A humble Mayawati is hard to picture but after her party’s shock defeat in Bhadohi in UP, the Queen Bee of Dalit politics has been trying for an image correction.

Maya’s style and substance
A humble Mayawati is hard to picture but after her party’s shock defeat in last month’s bye-election for the Bhadohi assembly seat in UP, the Queen Bee of Dalit politics has been trying for an image correction. She reacted in trademark style when she first got the news that her candidate had lost to bete noir Mulayam Singh Yadav’s SP nominee.

She summoned her close aides and gave them a verbal battering. But anger is a bad tactic in a high stakes game. As she plots her way to the prime minister’s chair, Mayawati has abandoned playing queen and is reordering her act. Those who’ve met her recently say she’s taken to being courteous and hospitable, welcoming visitors with tea and snacks, even apologizing to party old-timers for her aloofness and inaccessibility. It won’t happen again, she told some of them recently, tagging on a promise of regular meetings and consultations.

Not just style, she’s changed substance as well. Mayawati’s chief failure after the BSP won a majority in the 2007 assembly polls was to retreat into an ivory tower. With only her Brahmin poster boy Satish Mishra, her Muslim face Naseemuddin Siddiqi and a handful of trusted bureaucrats for company, she has spent the past two years in serene isolation, totally cut off from her party and other Dalit organizations that powered her rise. The most important of these is BAMCEF or the All Indian Backward and Minority Communities Employees Federation. Founded by Kanshi Ram and D K Kharpade in 1973, BAMCEF has grown over the years into a huge network of government employees drawn largely from the SC/ST categories. Its members form the BSP’s silent cadre who fan out to drum up support for the Dalit party. After the Badhoi defeat, BAMCEF leaders are back in Mayawati’s inner circle as advisors and strategists.
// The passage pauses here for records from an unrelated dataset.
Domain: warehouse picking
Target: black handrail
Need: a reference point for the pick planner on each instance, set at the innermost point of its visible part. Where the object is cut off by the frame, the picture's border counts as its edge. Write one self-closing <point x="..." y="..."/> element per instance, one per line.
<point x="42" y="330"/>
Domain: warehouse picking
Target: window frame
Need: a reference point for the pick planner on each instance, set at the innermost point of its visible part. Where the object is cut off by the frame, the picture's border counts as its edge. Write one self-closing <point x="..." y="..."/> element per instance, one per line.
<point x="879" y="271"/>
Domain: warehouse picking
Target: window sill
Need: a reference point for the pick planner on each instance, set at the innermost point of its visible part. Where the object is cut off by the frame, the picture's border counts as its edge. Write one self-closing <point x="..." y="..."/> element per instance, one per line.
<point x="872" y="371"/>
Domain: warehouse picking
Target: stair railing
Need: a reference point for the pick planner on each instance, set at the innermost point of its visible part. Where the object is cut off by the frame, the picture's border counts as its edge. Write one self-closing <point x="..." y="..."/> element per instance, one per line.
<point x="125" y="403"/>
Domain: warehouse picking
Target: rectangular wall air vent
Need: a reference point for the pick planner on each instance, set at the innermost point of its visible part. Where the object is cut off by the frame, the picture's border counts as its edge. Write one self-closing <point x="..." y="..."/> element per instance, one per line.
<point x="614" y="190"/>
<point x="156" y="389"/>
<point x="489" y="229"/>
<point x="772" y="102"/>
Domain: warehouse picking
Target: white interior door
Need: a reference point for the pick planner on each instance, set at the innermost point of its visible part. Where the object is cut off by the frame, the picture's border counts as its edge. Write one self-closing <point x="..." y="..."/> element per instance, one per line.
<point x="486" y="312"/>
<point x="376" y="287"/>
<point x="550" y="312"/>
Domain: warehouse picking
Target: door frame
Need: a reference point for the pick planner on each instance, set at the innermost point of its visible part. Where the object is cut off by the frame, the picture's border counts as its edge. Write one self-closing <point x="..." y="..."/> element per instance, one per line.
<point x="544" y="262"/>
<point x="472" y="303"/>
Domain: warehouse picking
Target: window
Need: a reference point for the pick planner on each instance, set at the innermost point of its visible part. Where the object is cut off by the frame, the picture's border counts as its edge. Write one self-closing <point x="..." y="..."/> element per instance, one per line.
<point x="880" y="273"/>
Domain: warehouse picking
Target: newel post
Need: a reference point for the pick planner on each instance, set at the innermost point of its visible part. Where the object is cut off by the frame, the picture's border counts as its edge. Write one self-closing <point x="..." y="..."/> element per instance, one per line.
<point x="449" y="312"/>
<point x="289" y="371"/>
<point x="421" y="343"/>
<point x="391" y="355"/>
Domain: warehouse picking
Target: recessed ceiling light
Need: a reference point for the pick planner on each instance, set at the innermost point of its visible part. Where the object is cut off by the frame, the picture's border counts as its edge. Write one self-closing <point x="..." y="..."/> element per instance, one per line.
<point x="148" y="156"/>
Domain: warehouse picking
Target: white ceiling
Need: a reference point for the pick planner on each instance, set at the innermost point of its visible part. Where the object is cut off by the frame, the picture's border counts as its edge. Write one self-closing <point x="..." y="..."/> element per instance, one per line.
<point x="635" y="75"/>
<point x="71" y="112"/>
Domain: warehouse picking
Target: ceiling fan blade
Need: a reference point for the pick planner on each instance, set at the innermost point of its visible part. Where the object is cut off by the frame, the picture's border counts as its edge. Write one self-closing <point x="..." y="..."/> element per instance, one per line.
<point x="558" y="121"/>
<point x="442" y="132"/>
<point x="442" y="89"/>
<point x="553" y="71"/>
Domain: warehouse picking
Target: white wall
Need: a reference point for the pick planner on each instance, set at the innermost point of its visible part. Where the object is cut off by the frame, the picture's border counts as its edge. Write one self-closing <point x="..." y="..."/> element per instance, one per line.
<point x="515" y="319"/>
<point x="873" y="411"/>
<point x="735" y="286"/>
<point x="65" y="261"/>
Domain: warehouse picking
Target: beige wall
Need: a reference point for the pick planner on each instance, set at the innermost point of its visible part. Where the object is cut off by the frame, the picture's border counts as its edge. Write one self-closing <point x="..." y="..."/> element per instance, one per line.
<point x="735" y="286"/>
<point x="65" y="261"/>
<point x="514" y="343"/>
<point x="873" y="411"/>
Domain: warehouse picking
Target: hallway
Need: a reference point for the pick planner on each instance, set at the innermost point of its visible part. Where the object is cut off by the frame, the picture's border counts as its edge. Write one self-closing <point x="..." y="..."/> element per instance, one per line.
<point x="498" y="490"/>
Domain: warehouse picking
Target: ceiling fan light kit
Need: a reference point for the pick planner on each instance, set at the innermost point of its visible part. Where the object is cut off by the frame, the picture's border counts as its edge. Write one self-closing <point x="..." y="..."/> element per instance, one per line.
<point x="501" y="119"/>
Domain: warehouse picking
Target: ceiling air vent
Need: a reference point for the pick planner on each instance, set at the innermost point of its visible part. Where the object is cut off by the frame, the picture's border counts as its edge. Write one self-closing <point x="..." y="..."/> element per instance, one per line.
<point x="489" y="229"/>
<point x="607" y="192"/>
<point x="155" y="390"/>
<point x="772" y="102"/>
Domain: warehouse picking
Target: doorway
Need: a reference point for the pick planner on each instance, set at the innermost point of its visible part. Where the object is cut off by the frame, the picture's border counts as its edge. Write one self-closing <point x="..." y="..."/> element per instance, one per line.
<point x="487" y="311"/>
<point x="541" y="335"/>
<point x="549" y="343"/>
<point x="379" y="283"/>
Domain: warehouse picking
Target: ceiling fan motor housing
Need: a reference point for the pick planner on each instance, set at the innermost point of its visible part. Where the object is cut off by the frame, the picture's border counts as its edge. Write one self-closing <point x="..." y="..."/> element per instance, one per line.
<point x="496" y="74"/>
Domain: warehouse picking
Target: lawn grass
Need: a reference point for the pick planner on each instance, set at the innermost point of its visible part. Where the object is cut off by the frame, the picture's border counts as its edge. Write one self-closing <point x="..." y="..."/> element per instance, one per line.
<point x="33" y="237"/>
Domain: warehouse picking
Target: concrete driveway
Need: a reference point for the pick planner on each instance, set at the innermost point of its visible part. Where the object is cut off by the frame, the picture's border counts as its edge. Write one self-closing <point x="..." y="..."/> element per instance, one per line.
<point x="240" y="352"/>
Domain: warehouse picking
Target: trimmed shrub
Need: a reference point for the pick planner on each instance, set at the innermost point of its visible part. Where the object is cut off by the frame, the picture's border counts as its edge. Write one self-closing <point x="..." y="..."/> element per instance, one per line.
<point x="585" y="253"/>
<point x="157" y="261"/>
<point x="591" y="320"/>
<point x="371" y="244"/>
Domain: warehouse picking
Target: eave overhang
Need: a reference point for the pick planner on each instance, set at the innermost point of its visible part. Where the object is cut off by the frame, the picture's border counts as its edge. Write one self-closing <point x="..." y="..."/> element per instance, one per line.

While Mishra and Siddiqi are still part of her core team, the re-entry of BAMCEF has diluted their influence considerably. Mayawati is believed to have admitted to some of her old supporters that she made a big mistake by relying on non-politicians and bureaucrats for political advice instead of consulting those in the field. The question is whether she’s left it too late. Or can she salvage some of the damage? She is definitely trying. She has changed four of her candidates on advice from BSP workers in those constituencies, overturning decisions taken by Mishra and Siddiqi. She is also holding meetings every day with BSP and BAMCEF members from all over the state and other parts of the country too. It means abandoning governance for the time being. But hey, UP can wait when Delhi beckons!

Tailpiece
The Congress party’s pointsman for Kerala, defence minister A K Antony, has managed one notch on his belt. He’s got AICC media cell secretary Tom Vadakkan knocked out of the poll race. But much to his chagrin, there are three more ``outsiders’’ vying for a Congress ticket, former UN diplomat Shashi Tharoor, IAS officer Gigi Thomson and Karunakaran’s ex-aide Sreenivasan. Antony has put his foot down against nominating non-politicos who haven’t done a day’s politics in Kerala. But he seems to be fighting a losing battle because all three aspirants have pulled out a connection to 10 Janpath and are lobbying frantically. With the Left on the downswing, a Congress ticket is a highly sought prize in Kerala. It’s the only chance non-politicians on the Congress circuit have to break into Parliament, provided Antony doesn’t succeed in his mission to keep them out.